Officials at Calvary Temple Academy announced the high school would be closing its doors at the end of the school year. That also closes the book on a school that has had quite the tumultuous history since athletics began there in 1997.

Calvary Temple had a meteoric rise that saw loads of success in high school's two most popular sports: football and boys basketball.

The school began fielding athletic teams in 1997, when it joined the California Interscholastic Federation as an associate member, meaning it could compete against other CIF schools but didn't belong in a league.

It didn't take long for Calvary Temple to garner its share of headlines.

The boys basketball team went 1-19 in its first season, but received an instant upgrade when a handful of star players transferred over from Modesto Christian in May 1998. Two of those players -- Nick Tabari and Chris Armstrong -- played as freshmen on the Crusaders' undefeated Division V state championship team in 1997. The new head coach, Bobby Cole, also came over from MC.

The Warriors caught fire in the postseason, winning the Sac-Joaquin Section Division V championship and advancing to the CIF State championship game, where they lost 75-68 to Santa Clara of Oxnard.

They won a section Division V title the following year, before the nucleus of that team scattered. Cole resigned. Tabari had already transferred to West of Tracy. Most of the rest of that team returned to Modesto Christian, where they helped the Crusaders make a run into the 2001 Division I state title game.

CALVARY Temple's next action was to start a football program. It hired the controversial Booker Guyton as its first head coach.

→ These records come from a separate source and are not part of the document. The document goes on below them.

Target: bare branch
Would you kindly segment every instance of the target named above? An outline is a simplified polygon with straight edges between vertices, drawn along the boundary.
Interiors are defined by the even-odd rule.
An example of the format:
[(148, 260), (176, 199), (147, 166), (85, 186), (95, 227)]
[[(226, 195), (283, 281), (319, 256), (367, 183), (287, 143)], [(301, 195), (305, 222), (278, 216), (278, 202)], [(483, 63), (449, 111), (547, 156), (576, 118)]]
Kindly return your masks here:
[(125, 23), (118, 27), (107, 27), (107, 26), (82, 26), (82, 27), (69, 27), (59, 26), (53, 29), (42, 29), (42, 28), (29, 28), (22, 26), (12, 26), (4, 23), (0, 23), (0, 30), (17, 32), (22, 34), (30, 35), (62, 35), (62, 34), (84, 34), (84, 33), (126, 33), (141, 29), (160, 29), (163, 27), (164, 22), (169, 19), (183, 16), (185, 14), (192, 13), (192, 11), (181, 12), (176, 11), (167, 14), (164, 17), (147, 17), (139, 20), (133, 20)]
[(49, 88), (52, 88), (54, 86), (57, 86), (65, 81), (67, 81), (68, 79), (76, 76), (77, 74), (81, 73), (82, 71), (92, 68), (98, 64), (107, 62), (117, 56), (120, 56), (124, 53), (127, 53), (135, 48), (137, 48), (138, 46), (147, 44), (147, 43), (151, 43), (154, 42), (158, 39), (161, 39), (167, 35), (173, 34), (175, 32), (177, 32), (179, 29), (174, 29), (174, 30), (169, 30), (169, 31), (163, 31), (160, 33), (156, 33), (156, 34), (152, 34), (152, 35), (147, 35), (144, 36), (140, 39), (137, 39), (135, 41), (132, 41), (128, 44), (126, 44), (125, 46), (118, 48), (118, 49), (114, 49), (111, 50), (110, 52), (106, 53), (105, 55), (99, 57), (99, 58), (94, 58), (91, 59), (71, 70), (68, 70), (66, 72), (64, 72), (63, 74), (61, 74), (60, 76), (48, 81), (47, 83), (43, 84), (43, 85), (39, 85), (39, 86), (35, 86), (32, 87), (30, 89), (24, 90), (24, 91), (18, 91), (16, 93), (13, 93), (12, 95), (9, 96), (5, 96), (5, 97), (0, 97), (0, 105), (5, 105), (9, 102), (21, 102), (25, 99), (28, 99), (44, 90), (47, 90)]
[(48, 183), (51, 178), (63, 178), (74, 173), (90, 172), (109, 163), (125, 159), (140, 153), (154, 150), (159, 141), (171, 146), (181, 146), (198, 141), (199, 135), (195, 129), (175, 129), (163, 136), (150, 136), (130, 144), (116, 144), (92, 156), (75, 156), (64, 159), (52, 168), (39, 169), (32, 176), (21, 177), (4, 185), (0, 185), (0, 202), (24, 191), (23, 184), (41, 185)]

Guyton came to Calvary from Brookside Christian of Stockton, where he built a similar small Christian school into a powerhouse despite accusations of recruiting and other section bylaw violations.

Several players from the Stockton area joined Guyton at Calvary, including former NCAA Division I players Lavelle Hawkins (Cal receiver) and Lynell Hamilton (San Diego State running back). The Warriors, playing an independent schedule consisting mainly of Oakland Athletic League opponents, went 8-1 that year. Guyton was accused of undue influence (recruiting violations) when four players followed him from Brookside Christian, but was cleared after a 9-hour hearing in March 2000.

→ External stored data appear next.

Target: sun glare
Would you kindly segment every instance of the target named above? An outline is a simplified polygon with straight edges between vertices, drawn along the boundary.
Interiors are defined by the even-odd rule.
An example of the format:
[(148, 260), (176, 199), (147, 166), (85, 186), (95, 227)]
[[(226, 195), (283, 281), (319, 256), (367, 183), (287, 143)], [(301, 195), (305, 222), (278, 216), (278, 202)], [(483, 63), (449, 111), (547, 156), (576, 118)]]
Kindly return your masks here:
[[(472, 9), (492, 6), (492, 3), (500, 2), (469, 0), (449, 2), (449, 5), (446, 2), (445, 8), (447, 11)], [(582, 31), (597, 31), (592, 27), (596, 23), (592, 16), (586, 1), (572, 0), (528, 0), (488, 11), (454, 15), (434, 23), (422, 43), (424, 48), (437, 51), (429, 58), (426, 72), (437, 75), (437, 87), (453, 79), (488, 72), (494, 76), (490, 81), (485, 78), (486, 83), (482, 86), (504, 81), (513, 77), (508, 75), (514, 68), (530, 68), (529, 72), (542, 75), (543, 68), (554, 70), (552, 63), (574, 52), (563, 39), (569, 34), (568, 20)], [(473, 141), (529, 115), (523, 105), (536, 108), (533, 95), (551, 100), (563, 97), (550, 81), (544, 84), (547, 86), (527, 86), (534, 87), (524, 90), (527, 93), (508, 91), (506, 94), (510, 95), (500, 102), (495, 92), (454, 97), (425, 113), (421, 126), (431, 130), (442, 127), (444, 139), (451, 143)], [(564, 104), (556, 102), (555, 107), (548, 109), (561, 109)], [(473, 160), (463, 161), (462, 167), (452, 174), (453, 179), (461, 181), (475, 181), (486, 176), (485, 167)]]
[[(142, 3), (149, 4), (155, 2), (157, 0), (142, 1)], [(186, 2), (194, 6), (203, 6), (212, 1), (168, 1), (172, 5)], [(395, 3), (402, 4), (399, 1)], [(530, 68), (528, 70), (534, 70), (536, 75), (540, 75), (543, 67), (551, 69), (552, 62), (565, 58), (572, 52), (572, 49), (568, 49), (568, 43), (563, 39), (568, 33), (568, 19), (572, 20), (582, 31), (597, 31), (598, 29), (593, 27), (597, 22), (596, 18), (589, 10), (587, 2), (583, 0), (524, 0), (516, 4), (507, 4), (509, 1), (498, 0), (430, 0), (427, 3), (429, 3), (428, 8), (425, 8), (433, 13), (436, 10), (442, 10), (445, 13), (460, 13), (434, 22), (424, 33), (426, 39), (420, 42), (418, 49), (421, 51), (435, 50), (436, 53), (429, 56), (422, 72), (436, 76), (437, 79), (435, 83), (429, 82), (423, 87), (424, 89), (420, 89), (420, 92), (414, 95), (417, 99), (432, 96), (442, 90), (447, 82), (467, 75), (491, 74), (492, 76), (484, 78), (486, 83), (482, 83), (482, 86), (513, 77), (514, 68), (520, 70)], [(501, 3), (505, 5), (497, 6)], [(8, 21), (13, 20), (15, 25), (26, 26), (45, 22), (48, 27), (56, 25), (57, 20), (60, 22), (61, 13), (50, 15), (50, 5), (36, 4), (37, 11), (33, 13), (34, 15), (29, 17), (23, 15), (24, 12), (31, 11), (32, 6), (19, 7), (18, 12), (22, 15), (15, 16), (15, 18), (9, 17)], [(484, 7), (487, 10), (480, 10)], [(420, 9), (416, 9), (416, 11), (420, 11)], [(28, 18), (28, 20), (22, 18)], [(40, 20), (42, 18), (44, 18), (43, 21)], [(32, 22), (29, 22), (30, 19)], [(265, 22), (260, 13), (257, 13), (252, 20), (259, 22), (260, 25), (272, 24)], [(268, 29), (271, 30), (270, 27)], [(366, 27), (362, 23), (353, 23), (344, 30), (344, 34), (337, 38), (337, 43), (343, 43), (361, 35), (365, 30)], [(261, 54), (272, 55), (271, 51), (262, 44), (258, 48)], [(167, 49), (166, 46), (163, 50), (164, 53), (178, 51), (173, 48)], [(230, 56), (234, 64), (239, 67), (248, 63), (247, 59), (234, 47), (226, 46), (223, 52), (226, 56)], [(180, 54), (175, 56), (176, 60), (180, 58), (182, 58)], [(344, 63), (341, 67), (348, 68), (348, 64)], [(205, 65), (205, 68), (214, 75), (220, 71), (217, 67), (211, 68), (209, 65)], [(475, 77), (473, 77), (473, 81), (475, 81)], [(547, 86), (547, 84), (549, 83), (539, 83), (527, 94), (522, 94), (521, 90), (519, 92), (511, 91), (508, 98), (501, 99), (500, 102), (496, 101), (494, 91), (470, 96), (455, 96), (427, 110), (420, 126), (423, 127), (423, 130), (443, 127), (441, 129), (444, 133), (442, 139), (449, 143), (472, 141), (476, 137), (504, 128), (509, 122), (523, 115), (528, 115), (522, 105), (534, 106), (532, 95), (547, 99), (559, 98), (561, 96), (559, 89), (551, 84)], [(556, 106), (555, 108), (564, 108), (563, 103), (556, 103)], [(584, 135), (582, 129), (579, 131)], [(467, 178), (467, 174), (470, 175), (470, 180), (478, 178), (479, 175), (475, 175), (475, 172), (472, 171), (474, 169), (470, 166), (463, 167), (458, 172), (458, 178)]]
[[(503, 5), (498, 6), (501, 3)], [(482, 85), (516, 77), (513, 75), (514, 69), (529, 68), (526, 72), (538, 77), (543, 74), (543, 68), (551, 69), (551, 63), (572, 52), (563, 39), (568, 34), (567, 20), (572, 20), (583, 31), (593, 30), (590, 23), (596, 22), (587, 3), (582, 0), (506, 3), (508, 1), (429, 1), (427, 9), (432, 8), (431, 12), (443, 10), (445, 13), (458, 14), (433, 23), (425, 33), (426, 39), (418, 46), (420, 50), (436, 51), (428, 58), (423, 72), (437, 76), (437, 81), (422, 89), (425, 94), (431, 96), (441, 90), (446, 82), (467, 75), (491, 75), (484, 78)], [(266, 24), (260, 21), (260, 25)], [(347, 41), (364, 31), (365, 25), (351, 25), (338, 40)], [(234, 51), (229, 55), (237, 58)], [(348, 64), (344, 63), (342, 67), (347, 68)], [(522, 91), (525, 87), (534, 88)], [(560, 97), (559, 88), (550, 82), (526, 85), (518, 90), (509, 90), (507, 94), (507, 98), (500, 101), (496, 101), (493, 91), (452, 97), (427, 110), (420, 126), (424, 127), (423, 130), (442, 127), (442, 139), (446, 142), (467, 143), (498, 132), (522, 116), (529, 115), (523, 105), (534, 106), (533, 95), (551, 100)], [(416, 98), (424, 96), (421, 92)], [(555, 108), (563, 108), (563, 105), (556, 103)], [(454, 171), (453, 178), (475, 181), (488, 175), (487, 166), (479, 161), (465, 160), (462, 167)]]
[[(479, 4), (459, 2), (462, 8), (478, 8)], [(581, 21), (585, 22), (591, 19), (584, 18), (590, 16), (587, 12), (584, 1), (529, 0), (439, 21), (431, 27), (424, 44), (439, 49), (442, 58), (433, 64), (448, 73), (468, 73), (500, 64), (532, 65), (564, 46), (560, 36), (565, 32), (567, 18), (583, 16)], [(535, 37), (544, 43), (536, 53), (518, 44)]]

Calvary upgraded its schedule for the 2001 season, including a game with national powerhouse De La Salle of Concord. But Guyton, and many of the Warriors' players, left soon after that.

Guyton resurfaced at Edison of Stockton, where he was found guilty of several section bylaw violations and his team was banned from the section postseason.

MEANWHILE, at Calvary, Jerry Grimshaw stepped in as the school's new coach.

"We're not really rebuilding," Grimshaw said at the time. "We're building."

His first act was to cancel the Warriors' game against De La Salle. His second act was to install a pass-happy spread offense that made the Warriors fun to watch.

In 2002, Calvary Temple won its first nine games, setting up a 9-0 vs. 9-0 game against Central Catholic for the Southern League's Alta Division championship. It was one of only three games in the state that week featuring two 9-0 teams. The Raiders rolled past Calvary 70-7.

But Grimshaw and Calvary Temple persevered.

In 2006, the Warriors advanced to the section Division VII championship game behind junior running back Marcus Cooley and flashy freshman quarterback Isaiah Burse.

However, Burse was declared ineligible before the Warriors' title game against Vacaville Christian because, at 14, he was too young to play varsity football.

Without Burse and facing a Vacaville Christian team that defeated Calvary Temple 51-13 during the regular season, the game looked grim for the Warriors.

But Calvary Temple had another surprise left, upsetting Vacaville Christian 27-14 and becoming only the second Modesto high school to win a section football championship.

Before the 2007 season began, Grimshaw left for a new pastor's job in Yerington, Nev. Burse transferred to Modesto Christian. But the Warriors, thanks to Cooley and new coach Mike Vennard, advanced to their second consecutive section Division VII title game. They lost what would turn out to be the school's final football game.

Soon, all we'll have is memories of Calvary Temple. But those are some pretty wild memories.